Why is it that in every guardianship case that a person has money and a home and a family, when the guardianship starts, has NOTHING a BIG FAT ZERO when it ends.

I know that the judge and guardians, and all attorneys involved think that they themselves are God. My famiily lived together helping one another, my husband live with his parents all his life, after we met and married we (my husband, kids, myself, and my in-laws) lived on the same land together, doing what familys do for each other, we helped with everything for them so that my in-laws could enjoy life. We were there for them in case of emergencies, in case one of the fell or needed anything at all. We the family were told by the "gods" point blank "How do we not know that the ____s would not have kicked ya'll out". My husband has lived with his parents all his life (40 years).

There are so many conflicts of intrest in the guardianship racket, on the courts part. They hire friends, ex's, realatives, and all these people ABUSE the wards, they accuse the family and friends of the same things they are doing. What they accuse the family of is all lies, so that yall can take and do these things.

I call all of this INJUSTICE, and it HAS TO STOP!!!!

Anonymous said...

Connecticut is not the only state with a broken, ineffective and corrupt Guardianship system.

There are national problems with the guardianship system that was turned into the guardianship racket by those who are connected, who benefit and profit.

This is a national disgrace and a disaster, because these greedy well-connected folks have their eyes on us.

The Guardians, in most conservator cases, are a total stranger to the at risk Wards; the Guardians control their Wards' lives and all of their property and assets and the Guardians are failing in their duties.

And, while acting as agents of the courts, fulfilling their fiduciary duties in their positions "of trust", the Guardians have the most to gain and the Wards have the most to lose.
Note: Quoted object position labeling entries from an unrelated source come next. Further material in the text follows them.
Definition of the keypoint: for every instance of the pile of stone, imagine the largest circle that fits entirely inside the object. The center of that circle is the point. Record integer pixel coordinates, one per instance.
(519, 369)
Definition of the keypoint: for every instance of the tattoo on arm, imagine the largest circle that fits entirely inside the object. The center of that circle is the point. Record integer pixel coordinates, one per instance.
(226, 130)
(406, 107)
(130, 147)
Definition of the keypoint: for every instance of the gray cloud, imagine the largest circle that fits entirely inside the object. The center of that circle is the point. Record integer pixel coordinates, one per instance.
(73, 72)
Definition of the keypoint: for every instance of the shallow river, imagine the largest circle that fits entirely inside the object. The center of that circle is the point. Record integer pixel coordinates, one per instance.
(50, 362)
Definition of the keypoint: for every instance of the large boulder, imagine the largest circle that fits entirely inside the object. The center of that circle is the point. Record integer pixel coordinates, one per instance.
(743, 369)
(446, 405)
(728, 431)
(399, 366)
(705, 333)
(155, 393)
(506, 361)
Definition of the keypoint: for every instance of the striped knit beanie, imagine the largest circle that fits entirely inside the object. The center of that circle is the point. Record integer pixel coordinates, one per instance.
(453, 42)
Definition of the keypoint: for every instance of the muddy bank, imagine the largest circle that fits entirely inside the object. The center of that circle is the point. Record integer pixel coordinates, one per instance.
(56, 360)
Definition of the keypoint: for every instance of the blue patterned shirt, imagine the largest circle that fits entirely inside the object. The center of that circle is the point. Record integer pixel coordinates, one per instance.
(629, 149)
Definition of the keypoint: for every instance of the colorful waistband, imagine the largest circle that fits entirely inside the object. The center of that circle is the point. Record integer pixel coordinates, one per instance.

The Guardianship laws, state by state and county by county, by design allow the Guardians, who most often spend all of their Wards' assets, leaving the Ward's impoverished with no alternative but to apply for public aid, assistance which is us, the taxpayers.

The Ward, the so called "protected person" is not protected from harm. Instead, the Ward is at the mercy of a stranger, who doesn't know him/her. The system by design leaves the Ward, with no voice, no choice, no rights and no assets. This abuse of power is allowed in a "free" society?

Is this inhumane, cruel treatment something that I or any sane person would want for myself? For my Mother? My Father? Or, for any member of my family or for you? NO!

Guardianships, Conservatorships have evolved into the new Gold Rush with well-connected persons, staking their claims until the last speck of gold is seized and removed for their own personal profit, while the Ward is isolated and over-medicated.

This is uncivilized and outrageous abuse of power and it must STOP now.

Anonymous said...

The system is broken -- judges know it and yet rather than come to the forefront and try to fix it, they stand together in a mass designed to hide the problem -- them.

And when a journalist dares to expose them, they get out their gorilla glue and really stick together.

They could be doing the right thing -- work together to fix the failing system.

The (in)justice system will never regain credibility until someone cleans it up and takes out the trash.

Judges have a choice --- be part of the clean up, or be the trash!

Anonymous said...

So how does one fight back to save their elderly parent from this abuse? Every time I advocate for my mother's rights. I am restricted from visiting her. I've backed off just to be able to see her now.